Trying to get a bunch of reading done before I head up to Full Frame next weekend, but here are a few links worth checking out:

  • Via Altercation, The Chronicle of Higher Education is running a contest in which participants submit plans for the Bush Presidential Library at Southern Methodist University, with some amusing, and sometimes enlightening, results. As Alterman reminds us, SMU was selected despite the complaints of faculty and staff members at the university.
  • Ari Melber reports in The Nation on a new political website, that allows customers, starting at about $1,000, to purchase broadcast time in any market in the country and to choose an advertisement to air–or to make their own. I have to admit that I’m somewhat ambivalent here. This is clearly a way for small groups to pool their money to buy ad time in a market to promote a political cause or candidate, but I think it further reinforces the idea that voters have to buy their way in to participation in the public sphere. I’m not naive enough to expect publicly-funded elections on a massive scale, but this approach still retains the basic structure of American politics. More money equals more speech.
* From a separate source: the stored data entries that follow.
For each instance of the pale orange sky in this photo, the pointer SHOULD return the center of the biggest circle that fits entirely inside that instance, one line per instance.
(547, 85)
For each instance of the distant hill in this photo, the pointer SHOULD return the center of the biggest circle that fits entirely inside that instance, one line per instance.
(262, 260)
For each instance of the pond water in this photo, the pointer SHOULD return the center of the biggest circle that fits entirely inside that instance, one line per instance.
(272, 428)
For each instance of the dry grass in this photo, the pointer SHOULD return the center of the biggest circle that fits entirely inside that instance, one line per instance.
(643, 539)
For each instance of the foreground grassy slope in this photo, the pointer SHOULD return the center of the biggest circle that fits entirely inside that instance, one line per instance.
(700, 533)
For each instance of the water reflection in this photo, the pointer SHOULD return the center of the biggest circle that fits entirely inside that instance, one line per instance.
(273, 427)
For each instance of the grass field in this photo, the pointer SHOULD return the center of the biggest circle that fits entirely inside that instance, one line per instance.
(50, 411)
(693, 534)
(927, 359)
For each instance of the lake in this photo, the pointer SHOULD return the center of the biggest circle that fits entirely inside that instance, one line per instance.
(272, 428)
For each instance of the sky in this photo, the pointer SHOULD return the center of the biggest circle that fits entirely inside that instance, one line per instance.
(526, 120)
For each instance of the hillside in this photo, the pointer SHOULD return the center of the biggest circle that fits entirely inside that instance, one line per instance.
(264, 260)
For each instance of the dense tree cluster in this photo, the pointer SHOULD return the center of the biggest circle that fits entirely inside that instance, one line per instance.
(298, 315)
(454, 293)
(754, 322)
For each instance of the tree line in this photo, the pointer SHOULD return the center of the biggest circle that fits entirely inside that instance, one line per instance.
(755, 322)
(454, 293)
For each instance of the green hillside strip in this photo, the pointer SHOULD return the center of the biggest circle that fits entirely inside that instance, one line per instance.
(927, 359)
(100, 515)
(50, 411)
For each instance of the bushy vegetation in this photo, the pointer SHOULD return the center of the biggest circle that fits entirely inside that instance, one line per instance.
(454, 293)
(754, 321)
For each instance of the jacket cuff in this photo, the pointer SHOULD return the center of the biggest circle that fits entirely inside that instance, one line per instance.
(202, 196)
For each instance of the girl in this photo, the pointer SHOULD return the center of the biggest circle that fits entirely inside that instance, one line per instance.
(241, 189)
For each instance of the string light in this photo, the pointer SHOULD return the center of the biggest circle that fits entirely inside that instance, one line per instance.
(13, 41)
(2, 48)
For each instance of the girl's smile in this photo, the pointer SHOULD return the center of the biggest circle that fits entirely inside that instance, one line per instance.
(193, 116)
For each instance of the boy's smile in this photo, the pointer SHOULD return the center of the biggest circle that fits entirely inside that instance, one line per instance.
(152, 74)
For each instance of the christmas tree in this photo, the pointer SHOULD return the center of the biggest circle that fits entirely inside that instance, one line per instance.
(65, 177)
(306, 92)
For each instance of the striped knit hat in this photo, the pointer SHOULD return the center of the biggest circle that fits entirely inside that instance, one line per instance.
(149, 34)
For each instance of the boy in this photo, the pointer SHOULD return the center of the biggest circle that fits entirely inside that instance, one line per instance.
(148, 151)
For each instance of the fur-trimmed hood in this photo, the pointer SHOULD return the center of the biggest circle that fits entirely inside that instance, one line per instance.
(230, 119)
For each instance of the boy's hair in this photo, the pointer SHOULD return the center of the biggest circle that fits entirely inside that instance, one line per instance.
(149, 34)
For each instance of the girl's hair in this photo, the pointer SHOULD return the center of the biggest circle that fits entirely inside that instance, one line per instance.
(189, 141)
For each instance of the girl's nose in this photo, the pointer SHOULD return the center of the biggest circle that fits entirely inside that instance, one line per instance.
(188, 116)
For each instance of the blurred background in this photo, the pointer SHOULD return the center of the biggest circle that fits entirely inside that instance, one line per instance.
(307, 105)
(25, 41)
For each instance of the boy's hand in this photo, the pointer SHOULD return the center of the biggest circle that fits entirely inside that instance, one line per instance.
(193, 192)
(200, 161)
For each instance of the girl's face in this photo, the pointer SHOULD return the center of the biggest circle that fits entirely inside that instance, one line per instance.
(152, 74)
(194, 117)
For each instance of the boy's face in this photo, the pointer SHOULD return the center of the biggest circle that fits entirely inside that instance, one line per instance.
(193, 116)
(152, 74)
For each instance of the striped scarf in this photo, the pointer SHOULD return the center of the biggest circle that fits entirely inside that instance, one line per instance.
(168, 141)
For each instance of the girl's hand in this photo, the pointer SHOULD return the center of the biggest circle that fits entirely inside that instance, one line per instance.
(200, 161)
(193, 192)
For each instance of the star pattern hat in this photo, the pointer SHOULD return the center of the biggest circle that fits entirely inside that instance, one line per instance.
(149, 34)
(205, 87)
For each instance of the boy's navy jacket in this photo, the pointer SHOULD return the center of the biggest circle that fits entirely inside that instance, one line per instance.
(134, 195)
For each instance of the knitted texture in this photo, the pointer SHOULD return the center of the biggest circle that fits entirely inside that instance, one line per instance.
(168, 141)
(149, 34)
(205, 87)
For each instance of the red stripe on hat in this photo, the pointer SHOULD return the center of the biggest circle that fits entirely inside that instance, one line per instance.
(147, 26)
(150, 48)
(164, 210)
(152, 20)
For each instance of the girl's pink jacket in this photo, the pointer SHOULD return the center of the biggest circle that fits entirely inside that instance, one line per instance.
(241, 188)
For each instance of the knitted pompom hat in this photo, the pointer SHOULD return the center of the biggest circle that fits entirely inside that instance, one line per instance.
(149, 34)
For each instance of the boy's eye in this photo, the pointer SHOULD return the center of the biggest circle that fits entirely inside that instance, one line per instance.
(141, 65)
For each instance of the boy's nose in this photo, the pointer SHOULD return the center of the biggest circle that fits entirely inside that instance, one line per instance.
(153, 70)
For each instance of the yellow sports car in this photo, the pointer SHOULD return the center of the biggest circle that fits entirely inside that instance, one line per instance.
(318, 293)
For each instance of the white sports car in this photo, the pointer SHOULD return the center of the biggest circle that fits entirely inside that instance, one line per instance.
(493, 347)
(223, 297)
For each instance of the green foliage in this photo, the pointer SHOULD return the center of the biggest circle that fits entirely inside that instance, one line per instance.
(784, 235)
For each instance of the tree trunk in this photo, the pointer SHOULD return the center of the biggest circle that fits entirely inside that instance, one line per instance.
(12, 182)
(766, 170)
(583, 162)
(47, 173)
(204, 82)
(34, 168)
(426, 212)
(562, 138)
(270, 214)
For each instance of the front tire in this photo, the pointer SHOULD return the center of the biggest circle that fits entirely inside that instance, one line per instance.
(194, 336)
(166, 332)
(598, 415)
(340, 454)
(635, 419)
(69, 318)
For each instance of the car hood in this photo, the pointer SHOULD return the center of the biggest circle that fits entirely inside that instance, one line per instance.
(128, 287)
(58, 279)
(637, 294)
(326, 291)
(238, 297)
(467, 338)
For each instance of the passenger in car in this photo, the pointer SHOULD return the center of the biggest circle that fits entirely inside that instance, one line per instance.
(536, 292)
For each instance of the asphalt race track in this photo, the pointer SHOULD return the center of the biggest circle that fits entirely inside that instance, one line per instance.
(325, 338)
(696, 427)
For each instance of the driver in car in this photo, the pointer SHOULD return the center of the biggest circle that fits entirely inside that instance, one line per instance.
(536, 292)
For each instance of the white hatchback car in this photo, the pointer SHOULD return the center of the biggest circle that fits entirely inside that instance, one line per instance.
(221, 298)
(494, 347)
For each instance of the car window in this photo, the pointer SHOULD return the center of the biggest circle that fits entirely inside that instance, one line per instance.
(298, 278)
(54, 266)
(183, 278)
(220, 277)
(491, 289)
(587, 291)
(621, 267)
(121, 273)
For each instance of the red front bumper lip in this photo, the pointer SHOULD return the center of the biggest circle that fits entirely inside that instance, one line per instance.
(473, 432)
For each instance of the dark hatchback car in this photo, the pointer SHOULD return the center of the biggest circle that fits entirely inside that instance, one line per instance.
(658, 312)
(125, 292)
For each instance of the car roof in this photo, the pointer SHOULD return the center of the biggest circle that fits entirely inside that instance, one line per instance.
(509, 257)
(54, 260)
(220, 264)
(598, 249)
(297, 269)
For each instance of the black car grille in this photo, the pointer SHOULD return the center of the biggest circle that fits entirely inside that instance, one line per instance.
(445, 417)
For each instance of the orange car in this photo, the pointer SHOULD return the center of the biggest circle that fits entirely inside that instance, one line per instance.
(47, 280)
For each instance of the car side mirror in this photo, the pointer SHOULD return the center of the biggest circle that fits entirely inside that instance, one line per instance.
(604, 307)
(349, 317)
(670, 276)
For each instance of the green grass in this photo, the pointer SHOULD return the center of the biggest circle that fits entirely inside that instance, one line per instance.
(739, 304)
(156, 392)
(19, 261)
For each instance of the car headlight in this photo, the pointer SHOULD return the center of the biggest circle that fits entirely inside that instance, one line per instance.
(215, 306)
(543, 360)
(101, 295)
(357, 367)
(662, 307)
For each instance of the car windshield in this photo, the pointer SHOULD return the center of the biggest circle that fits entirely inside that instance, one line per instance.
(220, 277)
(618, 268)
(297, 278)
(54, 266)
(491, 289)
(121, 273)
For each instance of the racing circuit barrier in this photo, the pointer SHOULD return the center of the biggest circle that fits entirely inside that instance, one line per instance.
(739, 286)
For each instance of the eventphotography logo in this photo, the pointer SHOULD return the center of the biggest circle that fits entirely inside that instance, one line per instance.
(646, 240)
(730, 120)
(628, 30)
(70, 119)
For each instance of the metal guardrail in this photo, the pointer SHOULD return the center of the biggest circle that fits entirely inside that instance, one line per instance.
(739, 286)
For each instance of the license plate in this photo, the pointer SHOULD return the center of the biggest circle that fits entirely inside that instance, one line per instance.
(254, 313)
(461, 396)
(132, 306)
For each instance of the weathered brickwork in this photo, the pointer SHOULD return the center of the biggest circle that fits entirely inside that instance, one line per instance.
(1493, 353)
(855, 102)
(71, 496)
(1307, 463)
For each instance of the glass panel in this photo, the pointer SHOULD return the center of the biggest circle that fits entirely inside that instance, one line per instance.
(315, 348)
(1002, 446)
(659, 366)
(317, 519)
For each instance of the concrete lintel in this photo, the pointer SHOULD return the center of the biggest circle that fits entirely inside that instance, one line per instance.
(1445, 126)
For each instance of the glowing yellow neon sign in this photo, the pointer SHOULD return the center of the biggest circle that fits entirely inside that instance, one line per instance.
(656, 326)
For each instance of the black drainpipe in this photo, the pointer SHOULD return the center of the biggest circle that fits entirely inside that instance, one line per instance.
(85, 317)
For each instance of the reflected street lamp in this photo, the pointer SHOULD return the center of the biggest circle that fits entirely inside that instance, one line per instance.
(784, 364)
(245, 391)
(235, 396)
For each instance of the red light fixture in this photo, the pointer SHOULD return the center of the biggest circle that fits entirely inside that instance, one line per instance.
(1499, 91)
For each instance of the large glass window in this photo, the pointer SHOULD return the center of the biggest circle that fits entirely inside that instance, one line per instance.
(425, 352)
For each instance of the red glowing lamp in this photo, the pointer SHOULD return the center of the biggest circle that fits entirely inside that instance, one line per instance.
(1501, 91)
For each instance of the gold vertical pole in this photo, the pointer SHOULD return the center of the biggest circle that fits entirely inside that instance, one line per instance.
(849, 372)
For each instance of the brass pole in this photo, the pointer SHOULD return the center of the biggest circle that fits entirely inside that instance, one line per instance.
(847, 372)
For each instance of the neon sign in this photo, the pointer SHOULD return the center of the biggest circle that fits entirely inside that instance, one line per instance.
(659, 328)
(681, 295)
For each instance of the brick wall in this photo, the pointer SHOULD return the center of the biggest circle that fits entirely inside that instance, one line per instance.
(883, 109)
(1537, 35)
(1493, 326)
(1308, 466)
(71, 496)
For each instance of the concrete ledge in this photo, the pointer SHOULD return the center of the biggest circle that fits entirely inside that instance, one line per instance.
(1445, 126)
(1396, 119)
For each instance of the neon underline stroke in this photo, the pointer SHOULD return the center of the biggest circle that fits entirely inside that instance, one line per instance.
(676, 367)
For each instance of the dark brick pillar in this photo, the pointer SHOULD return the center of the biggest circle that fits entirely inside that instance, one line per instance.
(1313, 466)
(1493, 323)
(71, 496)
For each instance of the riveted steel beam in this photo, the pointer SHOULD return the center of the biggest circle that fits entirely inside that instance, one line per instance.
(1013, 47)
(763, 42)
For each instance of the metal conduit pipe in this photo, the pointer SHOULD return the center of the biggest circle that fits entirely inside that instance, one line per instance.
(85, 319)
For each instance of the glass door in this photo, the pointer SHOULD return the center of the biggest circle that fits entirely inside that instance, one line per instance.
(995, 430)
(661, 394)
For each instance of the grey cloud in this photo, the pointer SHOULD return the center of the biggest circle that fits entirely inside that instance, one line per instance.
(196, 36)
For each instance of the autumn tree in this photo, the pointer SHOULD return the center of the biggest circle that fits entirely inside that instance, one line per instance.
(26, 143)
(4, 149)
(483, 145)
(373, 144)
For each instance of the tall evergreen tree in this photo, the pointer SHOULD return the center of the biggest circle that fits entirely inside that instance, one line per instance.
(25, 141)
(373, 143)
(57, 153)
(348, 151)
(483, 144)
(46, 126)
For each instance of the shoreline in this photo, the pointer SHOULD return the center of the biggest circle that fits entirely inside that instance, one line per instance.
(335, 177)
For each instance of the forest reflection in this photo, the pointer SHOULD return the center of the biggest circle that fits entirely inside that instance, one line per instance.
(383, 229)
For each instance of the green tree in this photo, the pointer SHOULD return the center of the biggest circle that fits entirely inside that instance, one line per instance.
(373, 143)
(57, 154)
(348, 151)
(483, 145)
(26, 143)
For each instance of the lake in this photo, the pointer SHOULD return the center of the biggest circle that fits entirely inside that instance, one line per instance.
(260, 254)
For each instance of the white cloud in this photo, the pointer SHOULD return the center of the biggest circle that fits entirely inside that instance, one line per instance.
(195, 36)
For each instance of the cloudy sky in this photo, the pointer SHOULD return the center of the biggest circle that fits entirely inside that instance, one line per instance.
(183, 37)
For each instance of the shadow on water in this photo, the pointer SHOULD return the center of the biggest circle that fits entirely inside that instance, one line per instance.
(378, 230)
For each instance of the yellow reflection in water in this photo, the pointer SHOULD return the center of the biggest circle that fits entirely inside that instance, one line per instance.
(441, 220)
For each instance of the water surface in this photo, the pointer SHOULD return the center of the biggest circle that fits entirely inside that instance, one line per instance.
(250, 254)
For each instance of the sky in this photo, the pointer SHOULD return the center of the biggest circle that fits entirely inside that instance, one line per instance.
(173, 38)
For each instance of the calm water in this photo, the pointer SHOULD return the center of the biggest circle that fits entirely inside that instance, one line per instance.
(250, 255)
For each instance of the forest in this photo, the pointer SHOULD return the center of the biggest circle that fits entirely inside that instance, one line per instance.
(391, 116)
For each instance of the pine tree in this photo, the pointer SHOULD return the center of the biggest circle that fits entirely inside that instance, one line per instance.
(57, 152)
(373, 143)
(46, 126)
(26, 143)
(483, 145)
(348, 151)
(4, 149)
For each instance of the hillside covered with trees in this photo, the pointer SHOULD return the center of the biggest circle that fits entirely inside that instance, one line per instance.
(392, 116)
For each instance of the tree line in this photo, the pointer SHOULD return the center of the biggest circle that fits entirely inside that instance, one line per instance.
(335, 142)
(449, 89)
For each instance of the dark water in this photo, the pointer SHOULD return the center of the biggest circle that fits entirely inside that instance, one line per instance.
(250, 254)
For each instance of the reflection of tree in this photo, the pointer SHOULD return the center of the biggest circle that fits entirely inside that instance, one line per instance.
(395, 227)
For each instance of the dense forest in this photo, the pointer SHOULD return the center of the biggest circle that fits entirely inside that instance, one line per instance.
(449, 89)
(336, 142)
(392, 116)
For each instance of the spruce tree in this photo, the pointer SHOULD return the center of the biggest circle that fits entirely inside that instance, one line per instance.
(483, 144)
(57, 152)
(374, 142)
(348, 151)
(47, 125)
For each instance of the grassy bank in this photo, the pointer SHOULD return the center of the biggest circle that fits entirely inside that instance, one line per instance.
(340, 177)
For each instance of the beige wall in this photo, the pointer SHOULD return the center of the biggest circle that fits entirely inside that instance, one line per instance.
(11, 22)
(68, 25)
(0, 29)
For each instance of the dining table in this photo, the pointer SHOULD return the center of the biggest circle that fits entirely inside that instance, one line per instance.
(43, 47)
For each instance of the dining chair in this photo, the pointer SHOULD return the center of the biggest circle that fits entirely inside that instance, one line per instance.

  • On the other hand, The New York Times presents a somewhat more optimistic image of networked political audiences by tracing the online circulation of Barack Obama’s response to Bush’s final State of the Union address. They report that younger voters are especially engaged with the election this year. They also offer some interesting research from Pew tracing a clear demarcation between younger and older audiences in terms of how people access news. One interesting tidbit: younger voters seem far more likely to link to and read or watch “primary texts,” such as speeches by Obama, Clinton, or McCain than they are to link to or email reporting on that speech, essentially replacing a “professional filter” with a “social” one.
  • Patrick Goldstein’s L.A. Times article on John Hughes crossed my radar the other day, and I’ve been planning to blog it for a while. I’d been wondering what ever happened to Hughes after catching bits and pieces of Pretty in Pink on cable the other day (news of Molly Ringwald’s 40th birthday also inspired this ’80s nostalgia-fest). Hughes’ teen cycle, especially The Breakfast Club, Pretty in Pink, and Ferris Bueller, was an important part of my early cinematic education. They were among the first films where I found characters who were “like” me, who recognized that the social hierarchies in high schools were screwed up and arbitrary, and Pretty in Pink even gave me an early introduction to one of my favorite character actors in Harry Dean Stanton. And, other than some quirky excesses–the dancing scene in The Breakfast Club comes to mind–they hold up quite well. Long story short: Hughes seems to have lost interest in working in Hollywood and has retreated from public life back to the Chicago suburbs he made famous in the multiplexes and on the VHS screens of countless 1980s teens like myself.